Ghosts of quasars found by the Hubble Space Telescope

Images of eight galaxies containing green filaments that are the last effect of ancient quasars (Image NASA, ESA, and W. Keel (University of Alabama, Tuscaloosa))
Images of eight galaxies containing green filaments that are the last effect of ancient quasars (Image NASA, ESA, and W. Keel (University of Alabama, Tuscaloosa))

The Hubble Space Telescope photographed a series of ghosts of quasars that existed in the past. They are seen as ethereal green objects in various forms and are the last effects of ancient quasars. These phenomena are very interesting from a scientific standpoint because they can provide information about the past of those galaxies, which were once very active.

In the galaxies identified by the Hubble Space Telescope, in the past there was a quasar, a very active core in which materials were attracted by the supermassive black hole at its center and were heated so much as to create a very bright disk. Quasars are typical of young galaxies because there are many clouds of dust and gas that can be drawn by the supermassive black hole. When those materials are consumed the quasar fades away.

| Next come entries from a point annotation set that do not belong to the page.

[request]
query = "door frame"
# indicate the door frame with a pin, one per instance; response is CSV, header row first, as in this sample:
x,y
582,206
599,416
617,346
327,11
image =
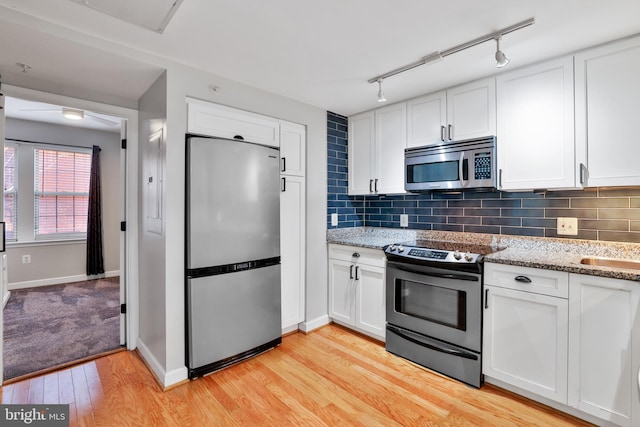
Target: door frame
x,y
128,243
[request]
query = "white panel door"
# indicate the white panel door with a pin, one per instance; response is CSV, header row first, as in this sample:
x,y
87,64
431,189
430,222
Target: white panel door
x,y
471,110
525,341
604,350
370,300
292,148
390,142
607,112
292,249
535,139
342,291
426,119
361,152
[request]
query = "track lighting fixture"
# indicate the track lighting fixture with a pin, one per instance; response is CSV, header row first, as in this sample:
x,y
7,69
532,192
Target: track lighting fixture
x,y
381,97
501,58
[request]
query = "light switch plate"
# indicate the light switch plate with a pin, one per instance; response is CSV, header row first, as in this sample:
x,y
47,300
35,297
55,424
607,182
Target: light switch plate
x,y
568,226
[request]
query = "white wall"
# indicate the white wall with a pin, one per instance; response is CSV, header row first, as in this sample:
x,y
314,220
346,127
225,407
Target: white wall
x,y
58,263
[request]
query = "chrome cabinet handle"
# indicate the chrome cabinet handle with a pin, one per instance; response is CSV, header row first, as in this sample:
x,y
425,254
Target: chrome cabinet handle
x,y
583,173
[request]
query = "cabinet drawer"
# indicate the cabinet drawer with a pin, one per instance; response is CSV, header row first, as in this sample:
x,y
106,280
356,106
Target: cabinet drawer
x,y
374,257
540,281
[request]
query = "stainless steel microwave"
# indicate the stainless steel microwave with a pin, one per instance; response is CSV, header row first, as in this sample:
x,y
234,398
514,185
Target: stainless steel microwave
x,y
451,166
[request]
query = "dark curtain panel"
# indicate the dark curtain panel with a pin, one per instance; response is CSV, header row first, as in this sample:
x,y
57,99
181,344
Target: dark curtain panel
x,y
95,264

In certain cases, a quasar can leave a kind of ghost making filaments in deep space glow due to a process called photoionization. Elements such as oxygen, helium, nitrogen, sulfur and neon contained in the filaments absorb the light from quasars and release it at a relatively slow pace. We’re talking about astronomical times so the emissions continue for thousands of years.

The emerald green hue is a typical emission of ionized oxygen. These structures are so far from the core of their galaxies that it took tens of thousands of years for the light from quasars to reach them. This is another reason why they keep on glowing so long after the quasar exhausted.

This type of filaments was discovered for the first time in 2007 during the online project Galaxy Zoo. It’s an example of crowdsourcing in which the public was asked to collaborate in the classification of more than a million galaxies catalogued in the Sloan Digital Sky Survey (SDSS).

The Dutch schoolteacher Hanny van Arkel discovered green filaments near the galaxy known as IC 2497. The strange formation was named after her Hanny’s Voorwerp, the Dutch for Hanny’s object. It raised the interest of astronomers, particularly Bill Keel of the University of Alabama, Tuscaloosa, who started searching for others.

Using various telescopes, 20 galaxies were found with ionized gas from quasars. Eight of these gas clouds showed to contain more energy than expected. In Bill Keel’s opinion, it’s possible that it was originated by two massive blacks holes orbiting each other in the galaxy core. This can happen after two galaxies merge.

If this theory is right, in a few billion years, green filaments might also glow in the giant galaxy that will result from the merger between the Milky Way and Andromeda.